Le Daisugi, littéralement “table de cèdre”, a été inventé pour répondre notamment à des problématiques architecturales du XIIIème siècle. À cette époque, le Sukiya-zukuri était en plein développement au Japon. Cette tendance, prônant l’utilisation des matériaux naturels pour la construction et la décoration des habitations, était de ce fait très gourmande en bois.


Ainsi, pour palier au manque de place pour l’extension des forêts, est apparue une méthode poussant les cèdres du Japon à se développer davantage à la verticale. Pour se faire, la taille des pousses est effectuée de telle sorte que seules celles poussant vers le haut soient gardées. Le cèdre ressemble donc à un bonsaï géant avec de longues tiges pointant vers le ciel, lui donnant des allures peu naturelles, mais spectaculaires. 

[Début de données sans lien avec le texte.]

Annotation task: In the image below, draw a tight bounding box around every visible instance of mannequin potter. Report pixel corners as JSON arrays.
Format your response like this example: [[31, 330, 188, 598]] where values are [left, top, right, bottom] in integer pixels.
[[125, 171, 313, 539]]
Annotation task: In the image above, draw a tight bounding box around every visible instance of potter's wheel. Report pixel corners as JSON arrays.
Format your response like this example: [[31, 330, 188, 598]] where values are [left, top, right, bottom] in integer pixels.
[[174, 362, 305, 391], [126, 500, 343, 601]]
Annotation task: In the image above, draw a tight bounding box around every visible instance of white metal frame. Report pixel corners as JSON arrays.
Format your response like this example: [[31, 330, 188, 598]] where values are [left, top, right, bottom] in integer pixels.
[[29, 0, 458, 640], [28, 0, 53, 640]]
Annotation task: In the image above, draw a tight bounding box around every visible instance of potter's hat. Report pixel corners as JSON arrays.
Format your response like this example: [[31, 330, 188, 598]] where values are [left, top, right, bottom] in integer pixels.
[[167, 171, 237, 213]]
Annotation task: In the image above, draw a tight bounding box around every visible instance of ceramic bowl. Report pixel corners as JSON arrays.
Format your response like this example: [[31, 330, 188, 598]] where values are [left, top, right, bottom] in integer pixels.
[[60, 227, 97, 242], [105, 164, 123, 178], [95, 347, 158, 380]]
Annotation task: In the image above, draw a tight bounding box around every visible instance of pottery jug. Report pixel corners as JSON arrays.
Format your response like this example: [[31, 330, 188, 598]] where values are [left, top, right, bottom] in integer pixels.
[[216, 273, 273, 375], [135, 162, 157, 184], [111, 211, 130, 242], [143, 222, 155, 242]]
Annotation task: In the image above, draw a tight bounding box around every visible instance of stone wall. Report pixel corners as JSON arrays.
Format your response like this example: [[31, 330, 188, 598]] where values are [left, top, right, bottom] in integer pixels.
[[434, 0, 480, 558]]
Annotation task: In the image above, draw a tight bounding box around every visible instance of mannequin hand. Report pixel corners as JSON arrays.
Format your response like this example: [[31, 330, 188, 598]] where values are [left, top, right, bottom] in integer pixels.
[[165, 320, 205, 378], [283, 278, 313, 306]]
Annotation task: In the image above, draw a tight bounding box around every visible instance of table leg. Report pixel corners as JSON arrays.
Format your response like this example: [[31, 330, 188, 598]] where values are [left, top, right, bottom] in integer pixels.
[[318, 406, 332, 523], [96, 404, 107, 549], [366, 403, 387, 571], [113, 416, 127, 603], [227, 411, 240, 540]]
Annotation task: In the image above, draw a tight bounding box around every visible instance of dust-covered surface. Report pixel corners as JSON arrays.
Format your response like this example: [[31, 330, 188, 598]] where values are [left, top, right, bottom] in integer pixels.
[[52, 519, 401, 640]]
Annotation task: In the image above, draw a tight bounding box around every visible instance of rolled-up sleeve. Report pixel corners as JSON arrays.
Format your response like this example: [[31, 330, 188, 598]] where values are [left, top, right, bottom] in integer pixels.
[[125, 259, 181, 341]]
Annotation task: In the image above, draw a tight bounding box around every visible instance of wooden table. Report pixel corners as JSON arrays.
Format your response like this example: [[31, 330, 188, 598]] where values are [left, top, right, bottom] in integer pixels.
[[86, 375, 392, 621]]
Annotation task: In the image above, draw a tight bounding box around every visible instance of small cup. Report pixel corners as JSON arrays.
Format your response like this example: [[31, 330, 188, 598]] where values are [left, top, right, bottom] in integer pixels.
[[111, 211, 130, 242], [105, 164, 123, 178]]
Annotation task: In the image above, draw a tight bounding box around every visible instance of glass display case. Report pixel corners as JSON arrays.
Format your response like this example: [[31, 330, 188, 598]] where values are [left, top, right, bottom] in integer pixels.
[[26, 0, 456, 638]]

De façon générale, une souche de cèdre peut accueillir jusqu’à plus d’une dizaine de nouveaux “troncs”, naissant sur l’arbre déjà existant. Avec cette façon "traumatisante" de tailler le conifère, les longues pousses qui se développent sont droites, flexibles et sans nœuds, donc moins cassantes. Des caractéristiques idéales pour l’édification de charpentes ou autres éléments de construction.


Jusqu’à 300 ans de collecte

Afin d’obtenir un rendement optimal sur ces arbres qui se développent naturellement plus rapidement que les autres, les élagueurs procèdent à un entretien tous les 2 à 4 ans. Le but de l’opération est d’éviter que l’arbre ne s’étendent en largeur, mais également d’enlever les branches qui pourraient naître sur les pousses verticales. Il ne reste alors plus que des tiges dénudées avec quelques feuilles au sommet.

On procède au ramassage des pousses (devenues des troncs) environ tous les 20 ans, afin d’obtenir une longueur et une solidité suffisante. Toutes les pousses d’un même cèdre peuvent être abattues en même temps, ou partiellement. 

Les cèdres étant robustes et ayant une croissance importante, il est possible d’obtenir de nouvelles pousses pendant plus de 300 ans sur un même arbre. Il n’est donc pas rare de croiser des souches d’ancien cèdres ayant servi à la technique du Daisugi dans les forêts japonaises, notamment dans celle de Kitayama, au nord de la ville de Kyoto où il était très pratiqué.

Une alternative face à la déforestation ?

Les forêts du monde entier subissent le même sort. À l’instar de l’Amazonie, la déforestation fait rage dans de nombreuses régions du globe et ce pour plusieurs raisons : l’expansion agricole, le développement des zones urbaines, les projets d’infrastructures… On s'intéresse de nouveau au Daisugi notamment pour cette raison. Faisant le buzz sur les réseaux sociaux, beaucoup d’internautes voient en cette technique, une façon alternative de lutter contre la destruction de nos forêts.


S’étendant moins qu’une forêt pour cependant obtenir un rendement similaire, faire pousser des arbres sur un arbre pourrait bien devenir une nouvelle façon de produire du bois en masse pour subvenir à nos besoins sans pour autant “tuer” une plante. C’est également une excellente façon d'obtenir des boutures déjà matures, à replanter, lors de projets de développement des zones forestières.


Bien qu’endémique au Japon, le cèdre japonais à été introduit dans d’autres pays asiatiques ainsi qu’en Europe pour de la production massive de bois. En France on le retrouve notamment dans le Languedoc-Roussillon, en Normandie, dans le sud-ouest, le Limousin, la Bretagne et sur l'île de La Réunion.